Lilo and Stitch is an extremely good children's movie. I've been working at a daycare for over five years now, and out of all the children's movies I've shown to an auidence of twenty or so school-age kids (i.e. between the ages of 5 and 12), the only movie that's held their attention as well as Lilo and Stitch is The Emperor's New Groove, and the only one that's held it better is An American Tail. Of those three, Lilo and Stitch has won the vote of "what movie we will watch" the most. It not only entertains kids, but emotionally captivates them from start to finish, because it very thoroughly understands how to engage children on their level. It's a smart, tightly written children's movie.

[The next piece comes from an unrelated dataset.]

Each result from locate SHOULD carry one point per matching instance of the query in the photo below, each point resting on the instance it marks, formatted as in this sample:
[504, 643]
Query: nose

The feat of story-telling genius it pulls of lies in its ability to reach both where children's imaginations want to go and where their lived real-world experiences lie - most children's movies focus on one or the other, but Lilo and Stitch dives deep into both. On the imagination side, there's Stitch's whole plotline of being a little alien monster being chased by other weirdo aliens onto earth because they want to stop him from running amok and causing havoc (which, of course, happens anyway in fun cartoony comedy/action spectacle). On the real-world side, you have Lilo's plotline of being a troubled little girl who has an abundance of very real problems that, like an actual child, she struggles to comprehend and deal with, as well as the many adults in her life that care about her to some degree but all struggle to fully understand her. Kids want to be Stitch and run amok and cause cartoony havoc. Kids, even the least-troubled kids, relate to Lilo, because all of them have been in a similar situation as her at least once in their lives.
Balancing these two very different stories, with very different tones and scopes to their respective conflicts, is a hard writing task, but Lilo and Stitch manages to do it in a way that seems effortless with one very powerful trick. The two plots are direct mirrors to each other, complete with the characters involved in each having foils in the respective plot. To break it down:
Stitch, the wild and destructive alien gremlin who everyone has labeled as a crime against existence, is Lilo, the troubled young girl who's viewed as a "problem child" by all the adults in her life. In both plotlines, Stitch and Lilo are facing the threat of being "taken away" from the life they know because they act out, and in both plotlines, we see that this is an unfathomably cruel thing to do to them and will not actually solve the problems they have.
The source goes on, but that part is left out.